A headteachers' union has launched a “commission of inquiry” into GCSEs, after it emerged that more than half of pupils in state-funded schools did not achieve a grade 5 "strong pass" in English and maths.
The Association of School and College Leaders said that the current system of comparable outcomes was leaving “many students feeling crushed rather than proud”.
According to performance statistics published today, 57 per cent of pupils in state-funded schools did not achieve a grade 5 or above in English and maths.
ASCL said that while the statistics no longer cover pupils who did not achieve a grade 4 ‘standard pass’, this was likely to be “over one third”.
Geoff Barton, ASCL’s general secretary, said: “As a society, we must surely question a system which sends out such a negative message to so many young people.
“While we understand that the government is making a distinction between grade 5 as a measure of school performance and grade 4 as the standard required for onward progression for students, we fear that this is an extremely confusing message for young people, their parents and employers.
“The result is that many young people will have felt deflated and uncertain after taking this summer’s exams despite having worked their hardest. Those who did not achieve a grade 4 also face the grind of compulsory resits.”
Mr Barton also questioned Ofqual’s ‘comparable outcomes’ system, which ensures that results at a national level remain roughly the same each year, assuming that the prior attainment of the cohort is also similar to previous years.
“What the public perhaps doesn’t realise is that it is predestined that about one-third of young people will fail to achieve at least a grade 4," he said.

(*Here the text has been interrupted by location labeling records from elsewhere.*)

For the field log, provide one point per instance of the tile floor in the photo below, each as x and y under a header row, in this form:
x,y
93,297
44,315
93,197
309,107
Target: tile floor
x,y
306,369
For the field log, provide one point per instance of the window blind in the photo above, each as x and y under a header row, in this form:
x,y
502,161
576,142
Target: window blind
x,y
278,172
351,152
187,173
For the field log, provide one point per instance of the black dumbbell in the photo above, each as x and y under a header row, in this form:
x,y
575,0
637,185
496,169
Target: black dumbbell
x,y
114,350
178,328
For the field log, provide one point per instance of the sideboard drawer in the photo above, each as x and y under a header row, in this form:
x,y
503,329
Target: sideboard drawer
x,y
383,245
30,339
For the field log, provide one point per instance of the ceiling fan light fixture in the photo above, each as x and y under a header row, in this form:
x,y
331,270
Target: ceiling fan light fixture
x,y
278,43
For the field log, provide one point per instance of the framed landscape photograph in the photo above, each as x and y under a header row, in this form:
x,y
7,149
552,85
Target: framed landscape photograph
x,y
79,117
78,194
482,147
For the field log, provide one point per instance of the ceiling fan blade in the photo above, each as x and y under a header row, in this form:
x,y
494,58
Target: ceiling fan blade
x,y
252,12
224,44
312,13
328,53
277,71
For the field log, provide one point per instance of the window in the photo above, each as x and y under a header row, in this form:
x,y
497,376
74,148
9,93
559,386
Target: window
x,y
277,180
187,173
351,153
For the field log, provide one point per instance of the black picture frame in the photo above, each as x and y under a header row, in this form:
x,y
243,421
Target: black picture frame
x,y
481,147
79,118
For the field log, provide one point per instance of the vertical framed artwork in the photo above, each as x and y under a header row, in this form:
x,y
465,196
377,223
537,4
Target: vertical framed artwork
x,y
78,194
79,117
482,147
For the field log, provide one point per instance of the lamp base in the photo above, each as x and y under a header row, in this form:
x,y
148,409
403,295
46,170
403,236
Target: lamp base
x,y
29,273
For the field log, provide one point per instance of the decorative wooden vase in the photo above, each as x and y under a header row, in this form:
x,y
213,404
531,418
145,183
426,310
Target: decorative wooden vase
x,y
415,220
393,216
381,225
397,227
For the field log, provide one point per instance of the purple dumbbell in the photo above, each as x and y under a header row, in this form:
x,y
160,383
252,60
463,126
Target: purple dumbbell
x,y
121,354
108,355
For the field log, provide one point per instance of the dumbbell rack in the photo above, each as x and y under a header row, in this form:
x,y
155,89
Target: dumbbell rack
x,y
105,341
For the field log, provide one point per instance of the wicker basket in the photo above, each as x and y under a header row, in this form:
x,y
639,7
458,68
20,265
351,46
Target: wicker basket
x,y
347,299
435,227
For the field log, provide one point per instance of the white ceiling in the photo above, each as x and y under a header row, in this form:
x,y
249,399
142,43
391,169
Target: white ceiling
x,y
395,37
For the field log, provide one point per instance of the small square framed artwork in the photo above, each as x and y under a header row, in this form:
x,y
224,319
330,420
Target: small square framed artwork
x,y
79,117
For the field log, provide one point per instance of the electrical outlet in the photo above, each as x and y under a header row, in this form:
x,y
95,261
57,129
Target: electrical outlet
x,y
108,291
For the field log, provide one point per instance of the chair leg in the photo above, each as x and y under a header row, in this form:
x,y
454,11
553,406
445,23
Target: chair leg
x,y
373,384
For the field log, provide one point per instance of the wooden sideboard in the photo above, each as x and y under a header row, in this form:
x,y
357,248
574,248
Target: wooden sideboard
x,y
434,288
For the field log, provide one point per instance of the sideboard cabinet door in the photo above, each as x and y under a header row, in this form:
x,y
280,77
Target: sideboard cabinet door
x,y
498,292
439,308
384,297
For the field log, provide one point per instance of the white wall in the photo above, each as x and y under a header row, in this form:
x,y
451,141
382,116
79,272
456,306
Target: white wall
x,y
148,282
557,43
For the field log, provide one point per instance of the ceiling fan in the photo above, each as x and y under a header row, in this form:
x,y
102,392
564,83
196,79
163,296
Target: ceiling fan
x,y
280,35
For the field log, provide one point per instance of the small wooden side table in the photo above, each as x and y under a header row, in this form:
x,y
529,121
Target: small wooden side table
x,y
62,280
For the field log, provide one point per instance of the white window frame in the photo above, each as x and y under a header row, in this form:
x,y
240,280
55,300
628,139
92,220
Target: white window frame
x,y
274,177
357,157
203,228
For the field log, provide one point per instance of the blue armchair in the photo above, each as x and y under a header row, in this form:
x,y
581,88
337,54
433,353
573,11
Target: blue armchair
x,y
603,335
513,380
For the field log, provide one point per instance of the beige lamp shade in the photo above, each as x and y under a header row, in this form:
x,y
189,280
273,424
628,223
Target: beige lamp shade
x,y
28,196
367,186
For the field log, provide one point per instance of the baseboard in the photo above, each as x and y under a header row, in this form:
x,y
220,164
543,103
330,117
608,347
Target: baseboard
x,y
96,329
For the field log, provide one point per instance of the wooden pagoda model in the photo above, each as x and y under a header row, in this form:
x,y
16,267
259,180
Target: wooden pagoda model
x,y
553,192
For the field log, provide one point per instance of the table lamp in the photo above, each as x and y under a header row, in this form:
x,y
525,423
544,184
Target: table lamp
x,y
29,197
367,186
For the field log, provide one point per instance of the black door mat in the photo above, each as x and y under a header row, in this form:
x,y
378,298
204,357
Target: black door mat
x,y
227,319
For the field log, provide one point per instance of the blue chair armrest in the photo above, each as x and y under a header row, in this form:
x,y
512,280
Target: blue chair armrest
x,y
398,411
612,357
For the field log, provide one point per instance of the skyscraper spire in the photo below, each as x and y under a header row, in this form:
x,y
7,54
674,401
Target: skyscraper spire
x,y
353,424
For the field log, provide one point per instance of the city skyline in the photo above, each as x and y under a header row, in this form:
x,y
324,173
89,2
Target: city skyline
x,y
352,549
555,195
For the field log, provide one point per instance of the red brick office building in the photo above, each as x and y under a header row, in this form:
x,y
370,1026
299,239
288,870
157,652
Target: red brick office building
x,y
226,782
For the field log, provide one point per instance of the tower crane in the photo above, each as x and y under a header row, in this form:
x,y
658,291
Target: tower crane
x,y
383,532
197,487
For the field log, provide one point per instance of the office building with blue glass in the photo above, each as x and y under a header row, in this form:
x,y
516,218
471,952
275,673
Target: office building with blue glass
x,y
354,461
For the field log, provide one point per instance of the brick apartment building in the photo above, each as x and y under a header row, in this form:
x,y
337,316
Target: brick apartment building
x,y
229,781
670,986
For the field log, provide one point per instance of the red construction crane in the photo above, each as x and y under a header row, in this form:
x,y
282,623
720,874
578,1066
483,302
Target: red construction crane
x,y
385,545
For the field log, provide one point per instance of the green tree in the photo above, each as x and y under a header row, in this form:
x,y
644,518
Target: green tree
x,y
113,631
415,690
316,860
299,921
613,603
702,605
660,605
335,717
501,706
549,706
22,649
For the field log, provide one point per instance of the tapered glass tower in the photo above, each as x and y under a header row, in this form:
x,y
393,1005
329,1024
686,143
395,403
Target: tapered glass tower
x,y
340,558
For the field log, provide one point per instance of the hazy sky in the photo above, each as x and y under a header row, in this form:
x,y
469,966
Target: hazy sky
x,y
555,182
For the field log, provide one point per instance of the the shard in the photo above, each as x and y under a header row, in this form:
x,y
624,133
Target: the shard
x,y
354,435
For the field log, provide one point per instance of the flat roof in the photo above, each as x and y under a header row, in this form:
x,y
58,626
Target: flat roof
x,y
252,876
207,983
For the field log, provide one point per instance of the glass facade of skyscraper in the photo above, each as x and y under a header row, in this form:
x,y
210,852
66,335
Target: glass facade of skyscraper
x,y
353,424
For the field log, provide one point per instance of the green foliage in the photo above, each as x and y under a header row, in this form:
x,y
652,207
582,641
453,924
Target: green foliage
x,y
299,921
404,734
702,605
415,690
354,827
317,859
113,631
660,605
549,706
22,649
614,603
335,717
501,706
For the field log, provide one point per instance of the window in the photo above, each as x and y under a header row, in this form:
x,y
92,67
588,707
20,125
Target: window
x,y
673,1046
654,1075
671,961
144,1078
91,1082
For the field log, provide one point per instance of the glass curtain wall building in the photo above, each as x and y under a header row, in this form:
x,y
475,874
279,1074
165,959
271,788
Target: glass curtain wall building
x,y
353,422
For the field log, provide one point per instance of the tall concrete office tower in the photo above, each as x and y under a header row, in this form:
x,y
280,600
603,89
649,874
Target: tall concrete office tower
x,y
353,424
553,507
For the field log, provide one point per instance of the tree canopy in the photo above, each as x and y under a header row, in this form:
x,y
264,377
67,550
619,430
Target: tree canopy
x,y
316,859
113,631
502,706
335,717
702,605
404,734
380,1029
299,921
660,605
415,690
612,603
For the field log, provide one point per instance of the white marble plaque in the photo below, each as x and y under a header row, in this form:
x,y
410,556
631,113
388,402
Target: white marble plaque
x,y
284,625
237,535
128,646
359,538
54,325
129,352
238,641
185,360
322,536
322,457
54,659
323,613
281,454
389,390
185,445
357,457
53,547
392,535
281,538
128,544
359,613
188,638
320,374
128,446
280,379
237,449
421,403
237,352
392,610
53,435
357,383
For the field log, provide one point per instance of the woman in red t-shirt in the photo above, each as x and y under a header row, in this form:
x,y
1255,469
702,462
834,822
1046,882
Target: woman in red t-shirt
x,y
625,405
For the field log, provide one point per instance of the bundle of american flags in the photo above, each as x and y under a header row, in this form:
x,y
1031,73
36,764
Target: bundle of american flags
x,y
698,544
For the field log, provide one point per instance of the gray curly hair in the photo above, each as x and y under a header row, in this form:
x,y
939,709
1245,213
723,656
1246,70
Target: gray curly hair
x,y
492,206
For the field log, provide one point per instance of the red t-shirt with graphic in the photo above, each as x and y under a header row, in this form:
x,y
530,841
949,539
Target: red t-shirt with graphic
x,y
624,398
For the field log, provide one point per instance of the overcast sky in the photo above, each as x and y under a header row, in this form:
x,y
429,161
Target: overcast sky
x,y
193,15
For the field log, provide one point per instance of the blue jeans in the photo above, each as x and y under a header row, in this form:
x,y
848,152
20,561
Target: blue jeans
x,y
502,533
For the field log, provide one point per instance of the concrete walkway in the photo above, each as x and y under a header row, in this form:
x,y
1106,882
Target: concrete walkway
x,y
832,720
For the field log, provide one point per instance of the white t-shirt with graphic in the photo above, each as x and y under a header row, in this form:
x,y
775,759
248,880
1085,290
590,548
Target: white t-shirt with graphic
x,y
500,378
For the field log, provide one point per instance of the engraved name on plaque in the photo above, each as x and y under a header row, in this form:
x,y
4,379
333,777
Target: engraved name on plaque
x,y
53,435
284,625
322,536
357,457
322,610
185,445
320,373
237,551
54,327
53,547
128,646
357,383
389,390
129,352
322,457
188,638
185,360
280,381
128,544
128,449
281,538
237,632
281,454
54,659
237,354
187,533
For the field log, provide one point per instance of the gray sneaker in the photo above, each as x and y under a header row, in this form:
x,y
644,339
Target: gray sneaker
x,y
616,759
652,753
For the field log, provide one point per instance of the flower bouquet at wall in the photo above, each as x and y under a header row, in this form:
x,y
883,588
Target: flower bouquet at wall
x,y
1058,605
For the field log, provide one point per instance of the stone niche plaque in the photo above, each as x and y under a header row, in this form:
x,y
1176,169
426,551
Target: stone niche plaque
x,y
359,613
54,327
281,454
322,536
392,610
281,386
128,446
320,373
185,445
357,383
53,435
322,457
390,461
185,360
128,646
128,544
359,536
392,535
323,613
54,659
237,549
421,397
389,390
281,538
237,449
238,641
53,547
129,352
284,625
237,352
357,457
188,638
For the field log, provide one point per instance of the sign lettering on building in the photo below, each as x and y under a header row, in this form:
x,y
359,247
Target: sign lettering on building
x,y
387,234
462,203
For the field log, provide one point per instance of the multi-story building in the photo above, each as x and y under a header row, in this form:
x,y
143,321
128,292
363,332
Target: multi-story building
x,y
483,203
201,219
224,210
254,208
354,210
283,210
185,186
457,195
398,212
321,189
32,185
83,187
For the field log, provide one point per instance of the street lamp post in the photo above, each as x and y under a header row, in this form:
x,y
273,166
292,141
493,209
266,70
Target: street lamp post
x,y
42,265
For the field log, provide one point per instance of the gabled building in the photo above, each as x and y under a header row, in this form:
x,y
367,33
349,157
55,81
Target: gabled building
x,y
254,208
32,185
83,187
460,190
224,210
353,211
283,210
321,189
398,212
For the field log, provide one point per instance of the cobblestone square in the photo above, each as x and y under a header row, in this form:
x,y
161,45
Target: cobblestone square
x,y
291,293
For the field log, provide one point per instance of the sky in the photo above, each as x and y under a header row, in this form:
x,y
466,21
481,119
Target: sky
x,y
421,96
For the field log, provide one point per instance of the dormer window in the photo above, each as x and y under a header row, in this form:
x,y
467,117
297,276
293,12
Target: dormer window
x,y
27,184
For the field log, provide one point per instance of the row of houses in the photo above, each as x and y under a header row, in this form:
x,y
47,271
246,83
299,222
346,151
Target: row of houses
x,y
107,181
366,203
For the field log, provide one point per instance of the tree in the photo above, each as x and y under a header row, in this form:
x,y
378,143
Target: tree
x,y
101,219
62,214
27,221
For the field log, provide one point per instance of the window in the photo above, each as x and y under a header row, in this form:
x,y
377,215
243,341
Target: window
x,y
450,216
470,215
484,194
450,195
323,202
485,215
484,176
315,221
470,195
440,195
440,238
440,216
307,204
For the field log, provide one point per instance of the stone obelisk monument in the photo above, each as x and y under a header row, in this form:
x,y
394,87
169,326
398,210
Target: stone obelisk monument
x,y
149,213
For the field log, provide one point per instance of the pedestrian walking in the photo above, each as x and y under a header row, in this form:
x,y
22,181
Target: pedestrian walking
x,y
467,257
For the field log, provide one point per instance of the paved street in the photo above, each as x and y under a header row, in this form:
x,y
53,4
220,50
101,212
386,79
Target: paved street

“This is because the percentage of pupils attaining each grade is more or less fixed by a system known as comparable outcomes, in which the distribution of grades is guided by what cohorts of similar ability achieved in previous years.”
While this system “has the virtue of ensuring that pupils don’t lose out from one year to the next by changes in exams”, Mr Barton said it meant “we will always have a forgotten third”.
“We have to do better for these young people. It cannot be right that we have a system which leaves so many students feeling crushed rather than proud. We have to find a way of better recognising their abilities.”
He said ASCL’s commission of inquiry would “initially focus on English”, and would look “at how we might better reflect the achievements of all our young people”.
The commission is made largely up of practising English teachers and school and college leaders, and is chaired by the educationalist and writer Roy Blatchford.
It has held an initial meeting and will submit a final report in 2019.